Unsurroundable is a rare but valuable trait, one that counters harassment in melee combat.
← This is the icon it had before Dominions 6, which this wiki still uses on stat sheets.
Harassment simulates how units get distracted by having many foes fighting them at the same time. Each melee attack directed at them in a combat round reduces their Defence Skill by 1. Repel attempts done by the defender also increment the Harassment penalty, but failed attempts are not double-counted. Harassment cannot bring Defence Skill below zero, and harassment of mounts and their riders is counted separately.
There's an order to what parts of Defence Skill are reduced by Harrassment. First it takes your base Defence Skill.

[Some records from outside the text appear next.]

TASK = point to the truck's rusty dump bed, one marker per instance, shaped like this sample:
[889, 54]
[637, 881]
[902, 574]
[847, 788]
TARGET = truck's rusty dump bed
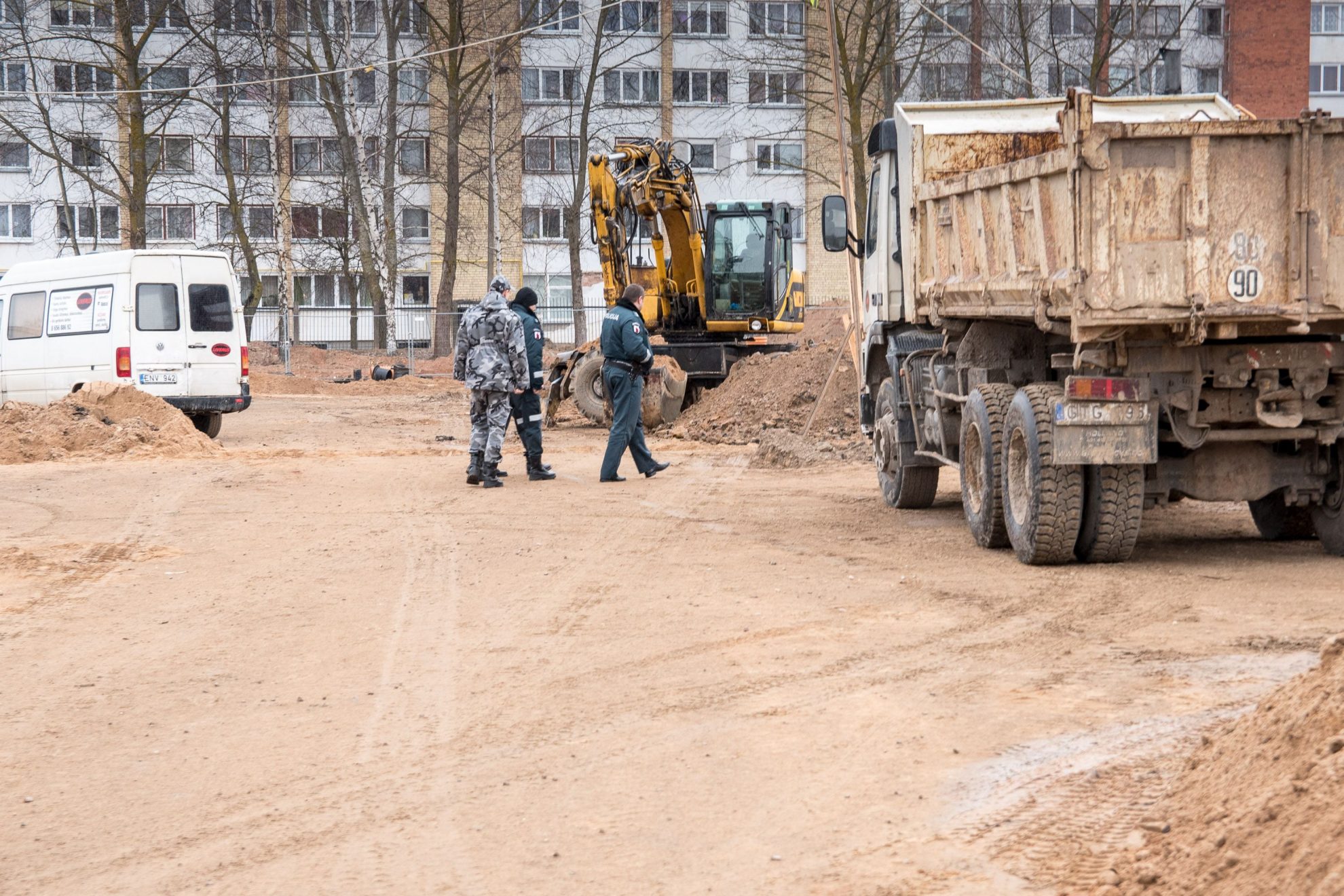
[1219, 226]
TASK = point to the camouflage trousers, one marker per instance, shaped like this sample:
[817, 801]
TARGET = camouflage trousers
[489, 417]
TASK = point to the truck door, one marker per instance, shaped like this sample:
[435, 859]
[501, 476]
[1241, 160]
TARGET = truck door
[212, 335]
[157, 326]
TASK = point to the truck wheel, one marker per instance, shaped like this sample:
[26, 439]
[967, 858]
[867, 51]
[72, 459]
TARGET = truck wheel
[1277, 521]
[1113, 511]
[1042, 502]
[903, 484]
[586, 384]
[208, 424]
[982, 447]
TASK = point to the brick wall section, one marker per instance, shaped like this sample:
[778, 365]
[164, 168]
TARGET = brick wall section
[1268, 56]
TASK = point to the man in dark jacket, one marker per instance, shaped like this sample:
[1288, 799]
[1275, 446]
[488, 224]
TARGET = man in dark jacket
[628, 358]
[492, 360]
[527, 405]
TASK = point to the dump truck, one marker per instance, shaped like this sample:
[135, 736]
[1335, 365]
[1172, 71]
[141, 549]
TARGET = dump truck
[1091, 307]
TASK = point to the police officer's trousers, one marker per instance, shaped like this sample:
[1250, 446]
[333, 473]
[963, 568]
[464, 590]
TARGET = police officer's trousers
[489, 417]
[627, 394]
[527, 418]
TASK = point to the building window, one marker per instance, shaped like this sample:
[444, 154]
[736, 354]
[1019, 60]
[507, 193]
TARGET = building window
[82, 81]
[85, 152]
[699, 86]
[1211, 22]
[1069, 20]
[779, 157]
[14, 77]
[259, 222]
[774, 88]
[698, 155]
[956, 15]
[14, 155]
[701, 18]
[244, 15]
[1327, 18]
[16, 221]
[90, 222]
[168, 153]
[944, 81]
[632, 86]
[415, 289]
[633, 16]
[414, 155]
[1327, 78]
[546, 85]
[774, 19]
[245, 155]
[543, 223]
[415, 225]
[544, 155]
[550, 16]
[316, 155]
[171, 223]
[315, 222]
[162, 14]
[411, 85]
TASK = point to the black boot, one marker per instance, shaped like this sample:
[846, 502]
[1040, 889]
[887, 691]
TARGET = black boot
[538, 470]
[492, 477]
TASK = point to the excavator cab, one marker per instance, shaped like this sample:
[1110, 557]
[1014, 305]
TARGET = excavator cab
[749, 273]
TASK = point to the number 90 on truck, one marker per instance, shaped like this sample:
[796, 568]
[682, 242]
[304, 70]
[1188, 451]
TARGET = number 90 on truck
[1091, 307]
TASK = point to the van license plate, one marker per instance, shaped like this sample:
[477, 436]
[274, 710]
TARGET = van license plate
[157, 379]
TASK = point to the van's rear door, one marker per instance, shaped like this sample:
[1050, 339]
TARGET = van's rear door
[212, 326]
[159, 326]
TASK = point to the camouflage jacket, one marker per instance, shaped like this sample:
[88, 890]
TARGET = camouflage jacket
[491, 352]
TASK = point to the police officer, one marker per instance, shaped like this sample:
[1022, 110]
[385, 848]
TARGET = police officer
[527, 406]
[628, 360]
[492, 360]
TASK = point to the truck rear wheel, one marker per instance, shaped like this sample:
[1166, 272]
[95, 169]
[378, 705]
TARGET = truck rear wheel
[903, 484]
[208, 422]
[586, 384]
[1042, 502]
[1277, 521]
[982, 449]
[1113, 512]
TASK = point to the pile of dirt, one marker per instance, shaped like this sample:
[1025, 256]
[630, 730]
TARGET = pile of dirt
[100, 421]
[777, 392]
[1261, 806]
[267, 384]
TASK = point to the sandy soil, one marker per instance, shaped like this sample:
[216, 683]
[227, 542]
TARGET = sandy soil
[318, 662]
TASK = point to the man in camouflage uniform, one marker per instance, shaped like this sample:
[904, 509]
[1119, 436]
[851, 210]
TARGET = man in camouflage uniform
[492, 360]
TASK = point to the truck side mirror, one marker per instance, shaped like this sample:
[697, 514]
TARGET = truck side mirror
[835, 223]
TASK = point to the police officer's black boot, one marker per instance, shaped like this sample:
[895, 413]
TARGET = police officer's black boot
[491, 480]
[538, 470]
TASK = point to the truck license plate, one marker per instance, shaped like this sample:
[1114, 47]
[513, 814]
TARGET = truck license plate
[1102, 413]
[159, 378]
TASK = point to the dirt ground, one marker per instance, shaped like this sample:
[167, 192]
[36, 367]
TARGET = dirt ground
[318, 662]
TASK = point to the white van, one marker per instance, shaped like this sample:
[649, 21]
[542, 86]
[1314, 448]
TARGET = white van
[164, 321]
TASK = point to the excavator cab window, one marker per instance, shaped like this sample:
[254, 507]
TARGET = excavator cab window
[739, 256]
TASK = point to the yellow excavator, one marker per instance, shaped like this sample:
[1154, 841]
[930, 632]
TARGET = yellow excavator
[722, 278]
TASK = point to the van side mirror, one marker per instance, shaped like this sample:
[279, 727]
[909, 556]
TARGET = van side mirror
[835, 223]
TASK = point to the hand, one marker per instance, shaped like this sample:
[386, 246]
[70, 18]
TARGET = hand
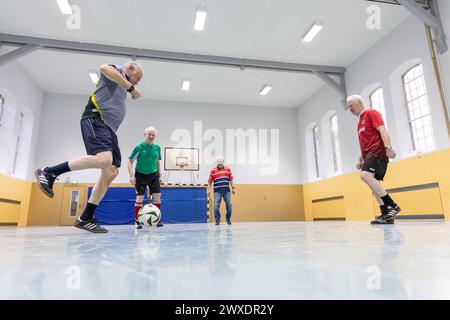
[136, 94]
[391, 153]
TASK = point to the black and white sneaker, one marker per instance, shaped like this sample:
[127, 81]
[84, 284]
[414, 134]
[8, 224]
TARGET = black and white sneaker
[45, 182]
[90, 225]
[392, 211]
[383, 219]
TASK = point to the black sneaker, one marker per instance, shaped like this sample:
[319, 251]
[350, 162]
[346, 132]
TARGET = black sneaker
[392, 211]
[382, 220]
[90, 225]
[45, 182]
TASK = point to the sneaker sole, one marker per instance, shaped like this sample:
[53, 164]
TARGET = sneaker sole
[50, 195]
[92, 231]
[393, 216]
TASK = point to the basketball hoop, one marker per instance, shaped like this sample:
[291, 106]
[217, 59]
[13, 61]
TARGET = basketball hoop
[182, 165]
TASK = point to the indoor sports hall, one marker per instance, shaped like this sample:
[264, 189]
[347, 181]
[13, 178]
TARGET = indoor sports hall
[224, 150]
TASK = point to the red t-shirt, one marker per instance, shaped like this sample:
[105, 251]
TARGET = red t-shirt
[369, 137]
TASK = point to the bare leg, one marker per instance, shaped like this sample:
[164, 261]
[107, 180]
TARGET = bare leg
[373, 184]
[380, 202]
[106, 178]
[100, 160]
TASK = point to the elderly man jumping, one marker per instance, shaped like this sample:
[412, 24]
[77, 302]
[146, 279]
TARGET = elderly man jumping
[376, 149]
[102, 117]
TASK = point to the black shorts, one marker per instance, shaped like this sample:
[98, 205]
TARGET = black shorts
[143, 180]
[376, 166]
[98, 137]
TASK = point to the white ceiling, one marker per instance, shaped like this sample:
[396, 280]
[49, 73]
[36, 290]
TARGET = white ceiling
[256, 29]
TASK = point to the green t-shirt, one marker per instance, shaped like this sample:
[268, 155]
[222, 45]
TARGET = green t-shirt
[147, 157]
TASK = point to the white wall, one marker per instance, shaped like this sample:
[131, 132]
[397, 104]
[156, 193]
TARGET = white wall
[444, 11]
[377, 65]
[24, 94]
[60, 137]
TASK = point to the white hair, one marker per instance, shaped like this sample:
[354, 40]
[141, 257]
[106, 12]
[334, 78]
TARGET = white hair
[220, 159]
[150, 129]
[355, 98]
[135, 65]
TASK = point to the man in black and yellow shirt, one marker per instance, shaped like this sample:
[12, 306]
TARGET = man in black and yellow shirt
[147, 174]
[102, 117]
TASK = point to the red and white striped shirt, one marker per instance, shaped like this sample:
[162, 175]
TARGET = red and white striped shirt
[221, 178]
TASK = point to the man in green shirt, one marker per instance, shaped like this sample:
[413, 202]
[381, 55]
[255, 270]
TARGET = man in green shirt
[147, 173]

Then it takes the Parry bonus from your Shield; yes, Harrassment considers this Defence Skill. Then it takes the part of your Defence Skill granted by Armor and Shields; if your Defence Skill from these is negative, the penalty overlaps with Harrassment instead. Only once all of that is gone, does Harrassment go after the part of your Defence Skill granted by your Weapons.

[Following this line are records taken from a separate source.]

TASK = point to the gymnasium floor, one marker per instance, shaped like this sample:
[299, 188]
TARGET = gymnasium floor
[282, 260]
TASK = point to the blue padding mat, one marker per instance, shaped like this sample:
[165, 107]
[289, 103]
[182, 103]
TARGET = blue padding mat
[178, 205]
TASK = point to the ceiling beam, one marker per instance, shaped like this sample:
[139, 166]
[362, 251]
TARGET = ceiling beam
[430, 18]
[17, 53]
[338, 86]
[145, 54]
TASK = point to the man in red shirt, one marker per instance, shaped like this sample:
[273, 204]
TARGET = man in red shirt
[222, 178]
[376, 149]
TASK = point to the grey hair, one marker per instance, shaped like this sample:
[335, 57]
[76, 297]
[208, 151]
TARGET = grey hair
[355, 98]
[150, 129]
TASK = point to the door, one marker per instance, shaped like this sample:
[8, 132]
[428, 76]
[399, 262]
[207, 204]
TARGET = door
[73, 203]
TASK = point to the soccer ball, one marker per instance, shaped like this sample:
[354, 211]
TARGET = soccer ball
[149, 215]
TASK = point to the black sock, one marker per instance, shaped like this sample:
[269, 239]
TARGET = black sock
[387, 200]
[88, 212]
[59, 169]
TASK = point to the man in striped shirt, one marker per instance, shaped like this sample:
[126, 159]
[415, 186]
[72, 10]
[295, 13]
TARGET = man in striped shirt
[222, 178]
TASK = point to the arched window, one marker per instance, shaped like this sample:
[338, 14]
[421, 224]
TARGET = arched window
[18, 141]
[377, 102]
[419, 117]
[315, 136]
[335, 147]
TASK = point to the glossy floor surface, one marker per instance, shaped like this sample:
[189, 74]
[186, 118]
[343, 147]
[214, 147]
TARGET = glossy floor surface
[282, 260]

The harassment penalty decays over periods where the subject is not attacked in melee, by a percentage. The per-round decay rate is not stated in the manual. In Dominions 5, the harassment penalty was multiplied by 95% every 16/375ths (somewhere between 1/23 and 1/24) of a combat round, so a full combat round without harassment reduced the penalty by just about 70%. The subject's Defense Skill modifiers return before their base Defense Skill, in reverse order of how they're listed; the Weapon Defense bonus comes back first (if the subject has one), followed by their Armor/Shield Defense bonus (if they have one, perhaps due to items), and then followed by the Parry bonus (if the subject has a Shield). Strangely, these bonuses appear to return even while being attacked, though that may just be the formula bugging out at such high values.

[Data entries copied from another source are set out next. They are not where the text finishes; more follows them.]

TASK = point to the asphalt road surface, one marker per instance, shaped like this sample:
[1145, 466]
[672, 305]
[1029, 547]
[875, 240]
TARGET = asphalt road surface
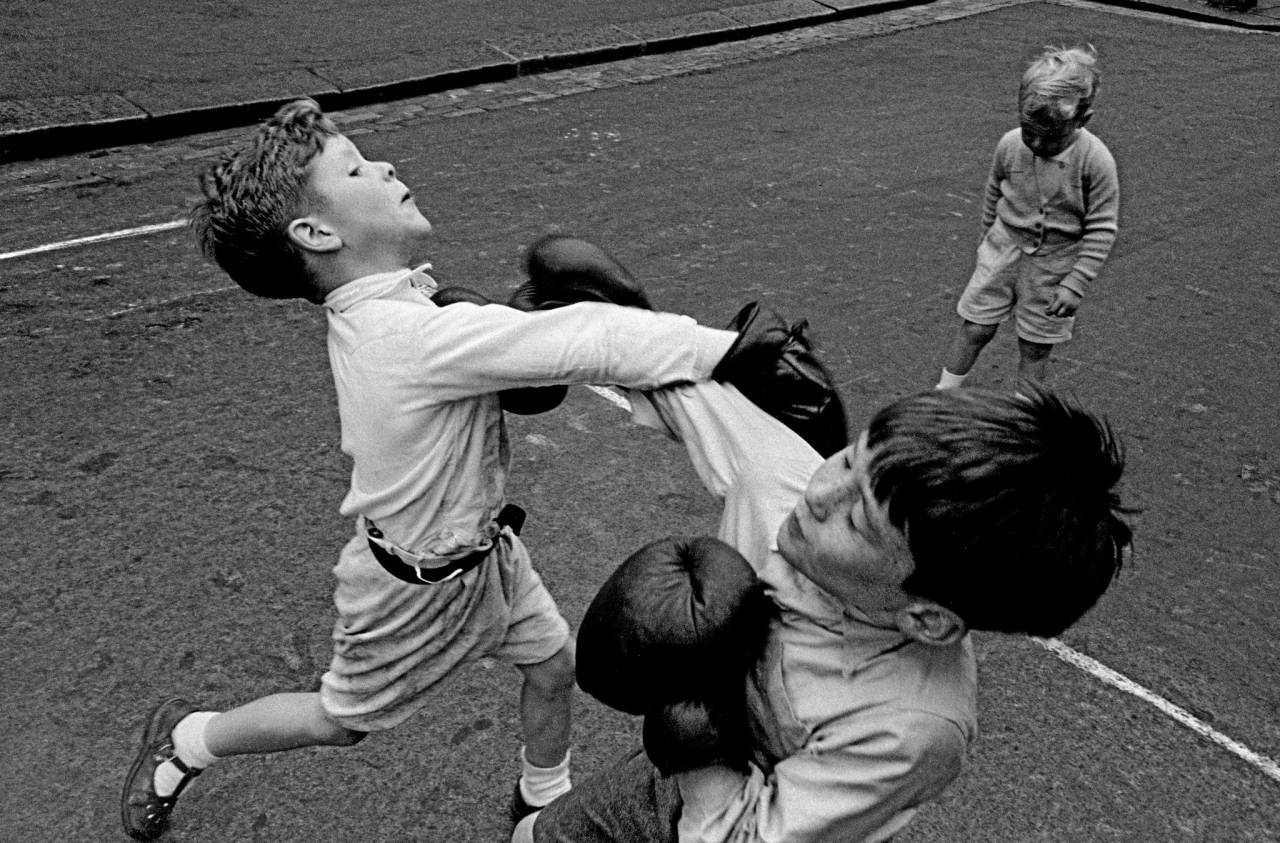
[170, 473]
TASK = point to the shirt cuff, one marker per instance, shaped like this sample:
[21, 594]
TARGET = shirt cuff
[1075, 283]
[712, 346]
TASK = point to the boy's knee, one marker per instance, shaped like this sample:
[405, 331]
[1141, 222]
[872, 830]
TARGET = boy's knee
[556, 674]
[329, 732]
[1034, 351]
[976, 333]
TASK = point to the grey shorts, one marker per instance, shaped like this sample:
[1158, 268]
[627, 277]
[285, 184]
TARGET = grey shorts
[394, 641]
[1008, 280]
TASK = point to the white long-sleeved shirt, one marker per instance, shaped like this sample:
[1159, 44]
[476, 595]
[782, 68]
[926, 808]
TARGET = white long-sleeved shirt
[417, 394]
[854, 725]
[1073, 197]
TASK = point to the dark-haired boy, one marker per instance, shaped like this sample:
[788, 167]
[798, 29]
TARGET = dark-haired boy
[954, 511]
[435, 576]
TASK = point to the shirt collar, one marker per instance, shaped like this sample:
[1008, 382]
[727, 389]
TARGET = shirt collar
[379, 285]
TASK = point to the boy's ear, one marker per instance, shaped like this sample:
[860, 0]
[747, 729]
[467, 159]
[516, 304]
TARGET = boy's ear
[311, 234]
[931, 623]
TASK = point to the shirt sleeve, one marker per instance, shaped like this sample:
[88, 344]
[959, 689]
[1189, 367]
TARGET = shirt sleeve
[467, 349]
[991, 192]
[859, 779]
[1101, 187]
[726, 435]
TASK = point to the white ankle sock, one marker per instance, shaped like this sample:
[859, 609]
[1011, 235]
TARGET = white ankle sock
[539, 786]
[188, 743]
[950, 380]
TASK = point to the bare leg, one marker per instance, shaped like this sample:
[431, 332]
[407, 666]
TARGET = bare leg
[275, 723]
[968, 343]
[545, 708]
[1032, 361]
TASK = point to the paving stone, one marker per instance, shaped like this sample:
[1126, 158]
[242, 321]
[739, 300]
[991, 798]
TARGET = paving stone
[777, 12]
[850, 5]
[417, 64]
[539, 47]
[64, 110]
[680, 28]
[270, 86]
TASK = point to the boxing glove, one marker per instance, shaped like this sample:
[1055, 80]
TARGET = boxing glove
[775, 366]
[671, 636]
[563, 270]
[522, 401]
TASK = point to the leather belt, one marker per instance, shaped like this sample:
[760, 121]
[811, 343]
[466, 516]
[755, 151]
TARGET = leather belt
[511, 516]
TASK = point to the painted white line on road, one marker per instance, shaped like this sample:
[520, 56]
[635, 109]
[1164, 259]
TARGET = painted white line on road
[96, 238]
[611, 395]
[1102, 672]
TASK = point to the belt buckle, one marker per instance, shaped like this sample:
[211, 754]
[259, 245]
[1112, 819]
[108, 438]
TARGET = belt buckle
[417, 572]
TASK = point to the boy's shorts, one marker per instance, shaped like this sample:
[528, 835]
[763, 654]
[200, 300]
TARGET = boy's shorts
[394, 641]
[1006, 279]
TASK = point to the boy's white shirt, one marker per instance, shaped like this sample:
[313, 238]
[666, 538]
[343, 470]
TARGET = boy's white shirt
[417, 393]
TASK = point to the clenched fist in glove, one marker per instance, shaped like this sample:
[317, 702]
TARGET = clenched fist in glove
[671, 636]
[522, 401]
[775, 366]
[563, 270]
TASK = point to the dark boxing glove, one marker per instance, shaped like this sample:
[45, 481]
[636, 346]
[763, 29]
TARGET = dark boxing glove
[775, 366]
[563, 270]
[671, 636]
[522, 401]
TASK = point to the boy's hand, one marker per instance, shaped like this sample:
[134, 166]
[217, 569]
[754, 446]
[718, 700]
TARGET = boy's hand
[1065, 302]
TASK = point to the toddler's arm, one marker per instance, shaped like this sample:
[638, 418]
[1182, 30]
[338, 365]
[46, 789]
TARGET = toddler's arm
[1101, 187]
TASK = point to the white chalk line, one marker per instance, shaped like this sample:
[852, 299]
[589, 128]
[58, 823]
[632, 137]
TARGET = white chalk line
[95, 238]
[1269, 766]
[1098, 670]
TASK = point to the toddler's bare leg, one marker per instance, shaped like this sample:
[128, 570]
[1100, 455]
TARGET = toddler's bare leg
[275, 723]
[1033, 361]
[545, 706]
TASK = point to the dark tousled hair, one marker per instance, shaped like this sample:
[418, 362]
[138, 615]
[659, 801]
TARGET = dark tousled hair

A point of Unsurroundable makes it so the first instance of harassment applied in a combat round doesn't count. Two points [i.e. Unsurroundable (2)] makes it so the first two instances that round are ignored, three points ignores three instances, and so on.
Generally, Unsurroundable is conferred by having additional pairs of eyes somewhere. For instance, the full-sized Hydras of Sauromatia and Pythium have Unsurroundable (4) because they have four extra heads, and this decreases by one point with each head they lose.